Proper pets: Lyons woman trains pets to have manners

December, 2010 Posted in Business, Your Health

By Mary OwenLinda Grace, owner of Social Graces Pet Dog Training, teaches pets how to be proper members of the family.

Christmas Cute is a small puppy jumping out of a brightly wrapped box into an excited child’s arms.

What’s not so cute is that same puppy left to its own devices after the tree has been taken down and the decorations stored in the attic.

“During this time of year, when many people are thinking of giving dogs as gifts for the holiday, I offer caution,” said Linda Grace, owner of Social Graces Pet Dog Training, a Lyons business that opened last January.

“There are a number of things that are wise to consider,” Grace said.
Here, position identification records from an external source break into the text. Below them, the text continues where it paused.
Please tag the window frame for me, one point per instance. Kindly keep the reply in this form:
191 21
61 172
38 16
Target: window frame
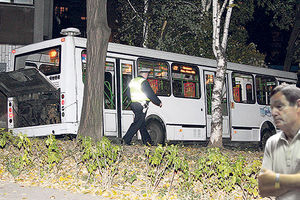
253 87
199 79
168 71
256 91
39 50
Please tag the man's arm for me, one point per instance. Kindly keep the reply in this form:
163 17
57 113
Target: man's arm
266 183
146 88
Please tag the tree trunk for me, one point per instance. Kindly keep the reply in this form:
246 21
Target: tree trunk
145 24
295 35
219 49
98 32
217 117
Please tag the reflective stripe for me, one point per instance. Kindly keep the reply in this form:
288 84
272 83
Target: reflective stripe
137 95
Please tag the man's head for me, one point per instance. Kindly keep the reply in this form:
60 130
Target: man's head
144 72
285 106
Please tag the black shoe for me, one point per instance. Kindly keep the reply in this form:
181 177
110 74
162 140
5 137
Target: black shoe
150 143
123 142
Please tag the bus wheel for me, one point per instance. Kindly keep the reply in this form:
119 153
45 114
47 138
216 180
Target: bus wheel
156 132
265 136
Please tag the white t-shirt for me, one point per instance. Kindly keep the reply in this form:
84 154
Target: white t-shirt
283 157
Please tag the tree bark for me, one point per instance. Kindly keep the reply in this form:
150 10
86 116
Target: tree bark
98 33
145 24
219 49
295 35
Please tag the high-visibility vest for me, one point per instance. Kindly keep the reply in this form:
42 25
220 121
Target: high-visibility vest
137 95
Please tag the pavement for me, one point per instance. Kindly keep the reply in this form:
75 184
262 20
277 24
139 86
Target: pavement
14 191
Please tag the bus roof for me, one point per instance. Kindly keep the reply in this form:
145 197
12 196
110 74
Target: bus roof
166 56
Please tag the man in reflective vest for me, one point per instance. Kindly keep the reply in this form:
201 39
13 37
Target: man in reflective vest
141 94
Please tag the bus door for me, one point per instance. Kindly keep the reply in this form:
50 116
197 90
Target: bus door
126 67
209 81
110 98
245 118
117 113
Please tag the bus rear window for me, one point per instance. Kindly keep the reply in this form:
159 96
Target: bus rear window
46 60
158 77
185 81
242 88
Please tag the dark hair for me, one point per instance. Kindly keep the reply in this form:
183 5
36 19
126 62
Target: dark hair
291 92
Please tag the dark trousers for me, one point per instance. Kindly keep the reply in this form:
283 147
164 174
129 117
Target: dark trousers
139 123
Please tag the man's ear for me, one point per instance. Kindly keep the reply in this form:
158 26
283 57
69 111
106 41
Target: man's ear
298 103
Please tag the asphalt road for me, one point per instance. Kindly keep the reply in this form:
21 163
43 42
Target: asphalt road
14 191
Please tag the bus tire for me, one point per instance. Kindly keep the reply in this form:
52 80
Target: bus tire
156 132
266 133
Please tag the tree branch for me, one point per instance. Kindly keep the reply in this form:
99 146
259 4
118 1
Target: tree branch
226 26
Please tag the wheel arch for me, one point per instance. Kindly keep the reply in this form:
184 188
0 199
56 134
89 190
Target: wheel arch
154 117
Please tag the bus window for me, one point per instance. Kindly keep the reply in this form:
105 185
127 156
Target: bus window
242 88
126 77
46 60
158 77
264 86
83 64
185 81
109 86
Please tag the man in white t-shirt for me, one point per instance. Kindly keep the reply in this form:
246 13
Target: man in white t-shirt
280 173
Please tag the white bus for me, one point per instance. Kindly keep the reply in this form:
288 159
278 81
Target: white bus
45 90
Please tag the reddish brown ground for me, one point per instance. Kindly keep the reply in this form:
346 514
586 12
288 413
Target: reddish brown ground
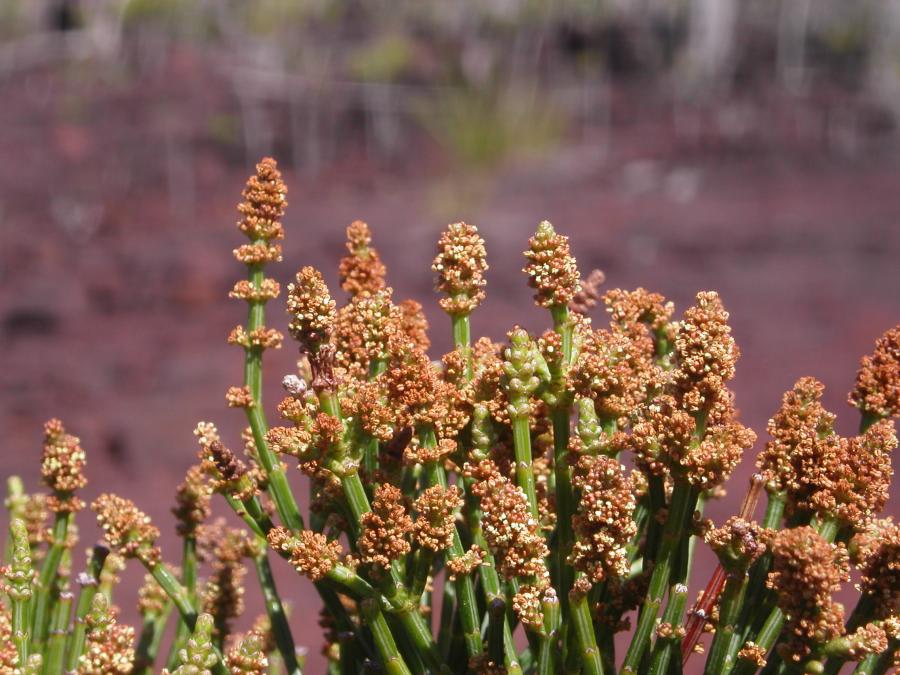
113 309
These include: proper match of dog with the person/family member; ages of family members; time the new owner can give to the dog; possible allergies in the home and funds to take proper care of the new pet.

New owners must also think about training opportunities; visits to a trusted veterinarian; and most importantly, taking on the responsibility for the dog’s lifetime.

“If you’re planning on getting a new dog or puppy during the holiday season, be sure to set up your décor and environment in safe ways for your dog,” Grace advised.

“Be very careful to keep potentially dangerous electrical cords, batteries, tinsel, curling ribbon and other items up and out of reach and chewing range.”

Foods and treats that are potentially harmful to dogs, such as chocolate, must be kept away and out of sight, she added.

“Have a safe area – crate, exercise pen, bed – available for your dog to hang out in while the family enjoys gift-giving and unwrapping times,” she said. “Make sure any gifts or toys to your dog are safe and supervise their use.”

After the holidays are over and the newness wears off, training is a must, Grace said.

“New dog owners can truly benefit by seeking out training early on in their lives together with their dogs, so that effective habits and techniques can be started and developed properly,” said Grace, whose passion for working with dogs stemmed from her first childhood puppy, a Fox Terrier-mix named Peppy.

“The challenges of tapping into those little doggie brains have had me engaged and hooked every since,” said Grace, who has owner eight dogs since her first and worked with hundreds of others of varied breeds.

Today, Grace presents workshops and demonstrations as well as filling in as a canine musical freestyle judge and board member for a worldwide organization.

“I’ve competed and earned titles with my dogs in sports of freestyle, rally obedience and agility,” she said.

“Much of what I’ve learned I credit to my experiences with the dogs and gracious mentors and trainers.”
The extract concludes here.